I havent been doing commerical drywall for very long and hear people talking about bulkheads and am not sure what they are. I have probly already hungs some and not known it. Any info would be useful


----------



## mdshunk (Mar 13, 2005)

Drywall enclosures around pipe bundles, ductwork, and soffits built above kitchen cupboards are all examples of bulkheads.


----------



## FleshnerDrywall (Dec 9, 2006)

I see. I have always known them as chase or soffits. I've been hanging them for years and just didnt know it. Thank for the info mdshunk.


----------



## BreyerConstruct (May 22, 2006)

It takes guts to ask about something you aren't sure about, & risk someone flipping about you being a drywaller & not knowing one term... 
Bravo!


----------



## pn70 (Jun 11, 2006)

In Chicago I knew them as soffits, when I moved to Michigan I learned they called them bulkheads. Different names, same thing.


----------



## Jcllc (Dec 8, 2006)

When I started in this business in texas they callled them "furdowns". how's that one?


----------



## LennyV-NHSNOLA (Nov 22, 2006)

We still call them furdowns or soffits here in N'Awlins!

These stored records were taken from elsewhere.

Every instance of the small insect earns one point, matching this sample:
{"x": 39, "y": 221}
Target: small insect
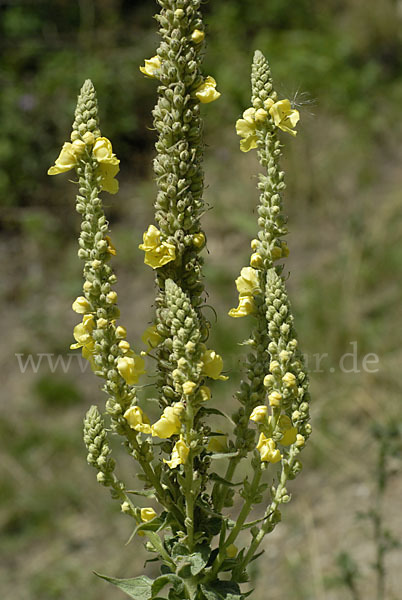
{"x": 301, "y": 99}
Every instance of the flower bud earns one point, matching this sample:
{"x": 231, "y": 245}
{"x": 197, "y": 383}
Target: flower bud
{"x": 275, "y": 399}
{"x": 256, "y": 260}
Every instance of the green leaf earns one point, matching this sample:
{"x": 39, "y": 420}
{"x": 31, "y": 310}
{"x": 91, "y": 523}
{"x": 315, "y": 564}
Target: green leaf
{"x": 160, "y": 582}
{"x": 139, "y": 588}
{"x": 219, "y": 479}
{"x": 190, "y": 564}
{"x": 222, "y": 590}
{"x": 147, "y": 493}
{"x": 218, "y": 455}
{"x": 213, "y": 411}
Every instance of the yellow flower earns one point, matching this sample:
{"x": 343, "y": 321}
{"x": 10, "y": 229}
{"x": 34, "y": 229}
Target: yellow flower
{"x": 289, "y": 433}
{"x": 199, "y": 240}
{"x": 213, "y": 365}
{"x": 197, "y": 36}
{"x": 108, "y": 165}
{"x": 259, "y": 414}
{"x": 275, "y": 399}
{"x": 152, "y": 67}
{"x": 107, "y": 172}
{"x": 157, "y": 253}
{"x": 68, "y": 157}
{"x": 246, "y": 307}
{"x": 137, "y": 420}
{"x": 124, "y": 346}
{"x": 89, "y": 138}
{"x": 284, "y": 116}
{"x": 189, "y": 387}
{"x": 206, "y": 92}
{"x": 169, "y": 424}
{"x": 88, "y": 353}
{"x": 276, "y": 253}
{"x": 125, "y": 507}
{"x": 269, "y": 380}
{"x": 246, "y": 128}
{"x": 179, "y": 454}
{"x": 151, "y": 337}
{"x": 260, "y": 114}
{"x": 111, "y": 297}
{"x": 147, "y": 514}
{"x": 248, "y": 283}
{"x": 81, "y": 305}
{"x": 110, "y": 248}
{"x": 205, "y": 393}
{"x": 103, "y": 152}
{"x": 131, "y": 368}
{"x": 218, "y": 443}
{"x": 121, "y": 332}
{"x": 256, "y": 260}
{"x": 267, "y": 449}
{"x": 285, "y": 249}
{"x": 82, "y": 333}
{"x": 289, "y": 379}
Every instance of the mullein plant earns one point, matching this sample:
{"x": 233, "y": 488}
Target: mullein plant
{"x": 189, "y": 527}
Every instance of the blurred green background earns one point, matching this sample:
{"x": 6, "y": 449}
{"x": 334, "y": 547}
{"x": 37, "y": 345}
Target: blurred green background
{"x": 341, "y": 60}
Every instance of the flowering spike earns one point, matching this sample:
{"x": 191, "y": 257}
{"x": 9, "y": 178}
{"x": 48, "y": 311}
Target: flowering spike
{"x": 86, "y": 113}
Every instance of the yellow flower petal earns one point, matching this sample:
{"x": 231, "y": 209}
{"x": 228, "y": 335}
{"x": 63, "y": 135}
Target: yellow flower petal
{"x": 249, "y": 282}
{"x": 213, "y": 365}
{"x": 244, "y": 128}
{"x": 284, "y": 116}
{"x": 107, "y": 172}
{"x": 267, "y": 449}
{"x": 206, "y": 92}
{"x": 152, "y": 67}
{"x": 103, "y": 152}
{"x": 189, "y": 387}
{"x": 151, "y": 238}
{"x": 147, "y": 514}
{"x": 259, "y": 414}
{"x": 180, "y": 454}
{"x": 249, "y": 143}
{"x": 169, "y": 424}
{"x": 131, "y": 368}
{"x": 205, "y": 393}
{"x": 197, "y": 36}
{"x": 151, "y": 337}
{"x": 159, "y": 256}
{"x": 81, "y": 305}
{"x": 137, "y": 419}
{"x": 66, "y": 160}
{"x": 110, "y": 248}
{"x": 246, "y": 307}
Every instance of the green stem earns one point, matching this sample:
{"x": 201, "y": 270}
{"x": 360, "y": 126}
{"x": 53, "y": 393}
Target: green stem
{"x": 150, "y": 473}
{"x": 270, "y": 513}
{"x": 189, "y": 479}
{"x": 241, "y": 519}
{"x": 220, "y": 491}
{"x": 151, "y": 535}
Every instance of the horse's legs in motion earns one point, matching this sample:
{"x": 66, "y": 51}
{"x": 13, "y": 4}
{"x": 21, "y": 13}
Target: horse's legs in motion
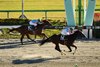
{"x": 75, "y": 48}
{"x": 21, "y": 39}
{"x": 58, "y": 49}
{"x": 29, "y": 38}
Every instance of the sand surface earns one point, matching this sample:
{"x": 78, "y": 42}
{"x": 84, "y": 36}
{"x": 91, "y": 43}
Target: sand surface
{"x": 13, "y": 54}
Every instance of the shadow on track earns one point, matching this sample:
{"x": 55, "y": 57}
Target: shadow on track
{"x": 30, "y": 61}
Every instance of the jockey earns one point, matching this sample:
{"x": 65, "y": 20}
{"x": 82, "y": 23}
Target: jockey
{"x": 33, "y": 24}
{"x": 66, "y": 31}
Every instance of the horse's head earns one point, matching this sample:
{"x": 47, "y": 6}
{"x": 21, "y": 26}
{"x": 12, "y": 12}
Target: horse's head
{"x": 80, "y": 33}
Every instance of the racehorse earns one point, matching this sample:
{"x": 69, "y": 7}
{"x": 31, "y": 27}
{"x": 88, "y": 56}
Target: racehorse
{"x": 24, "y": 30}
{"x": 56, "y": 39}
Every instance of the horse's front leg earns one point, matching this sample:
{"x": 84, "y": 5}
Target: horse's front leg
{"x": 75, "y": 48}
{"x": 58, "y": 49}
{"x": 44, "y": 36}
{"x": 21, "y": 39}
{"x": 70, "y": 50}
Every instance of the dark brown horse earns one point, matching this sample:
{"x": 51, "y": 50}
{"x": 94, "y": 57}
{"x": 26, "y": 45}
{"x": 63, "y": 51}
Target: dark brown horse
{"x": 56, "y": 39}
{"x": 24, "y": 30}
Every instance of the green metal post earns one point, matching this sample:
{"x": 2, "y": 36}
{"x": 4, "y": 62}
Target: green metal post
{"x": 79, "y": 10}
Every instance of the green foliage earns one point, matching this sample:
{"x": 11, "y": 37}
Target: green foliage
{"x": 13, "y": 21}
{"x": 96, "y": 32}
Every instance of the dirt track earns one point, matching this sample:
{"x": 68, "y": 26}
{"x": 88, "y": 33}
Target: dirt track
{"x": 32, "y": 55}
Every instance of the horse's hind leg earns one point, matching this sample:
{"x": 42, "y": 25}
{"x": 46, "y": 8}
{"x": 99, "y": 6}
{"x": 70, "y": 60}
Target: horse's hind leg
{"x": 75, "y": 48}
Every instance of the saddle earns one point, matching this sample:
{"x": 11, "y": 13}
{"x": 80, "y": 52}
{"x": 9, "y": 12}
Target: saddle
{"x": 64, "y": 37}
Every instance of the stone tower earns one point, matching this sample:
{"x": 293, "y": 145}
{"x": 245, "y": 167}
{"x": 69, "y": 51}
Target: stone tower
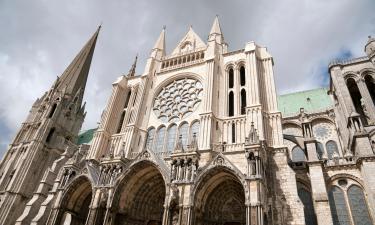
{"x": 50, "y": 129}
{"x": 197, "y": 135}
{"x": 198, "y": 138}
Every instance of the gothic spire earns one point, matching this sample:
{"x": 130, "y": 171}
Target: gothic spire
{"x": 132, "y": 69}
{"x": 216, "y": 31}
{"x": 160, "y": 43}
{"x": 75, "y": 75}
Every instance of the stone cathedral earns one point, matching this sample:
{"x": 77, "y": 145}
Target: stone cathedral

A bulkhead is what you build on your water front lot to keep your land from washing away.


----------



## AustinDB (Sep 11, 2006)

as used in the navy, bulkhead is an interior wall of a submarine or ship. My guess is some people using the term are referring to any verticle wall and not just relating to where pipes pass through.


----------



## ron schenker (Dec 11, 2005)

I've actually been called a "bulkhead" several times. It's the same as "blockhead"


----------



## tlfettled (Oct 19, 2006)

*bulk heads with wireing wow*

Did a job once which had burglar alarm system threw entire home 4 bathrooms 2 story house with a pool room it was a mammoth house! The home owners wife wanted the bulk heads removed over the kitchen area and the general contractor said sure no problem! The entire wiring system for all the homes alarms where ran inside the bulk head almost 90 separate wires! The general contractor ripped all the bulk head out then discovered he had no idea how to re route the wires for the alarm system! He got his brother to come help him because he couldn't figure out what to do and his brother set the main siren off which ran for 30 or 40 minutes be for his brother decided to cut the main power supply to the alarm system with a pair of wire cutters! Needless to say the 90 some odd wires where hanging loose from the kitchen ceiling and to my knowledge probably are still hanging there to this day ! Needless to say i do not sub out to these for mentioned general contractors anymore they give folks a bad reputation !


----------



## Mater (Feb 21, 2007)

*Bulkheads*

When I was in the State Patrol Academy we would "play games." Our bulkhead was considered the heater in each room. Here in Ohio I've only known them as soffits. Good question:thumbsup:


----------



## LukeOR (Feb 15, 2007)

"bulkheads" someone with a fat head, ussually not that good looking...lol..


----------



## RippySkippy (Feb 9, 2007)

*or with waste lines....*

know a guy, that measured his kitchen for a remodel. New cabinets go to the ceiling where the soffits were located. On demolition day, the soffits came out exposing the horizontal waste pipe supporting the bathroom group upstairs. The cabinets? All were notched out to accompany the waste pipe....and have a funky box at the top and back where the pipe still runs....


----------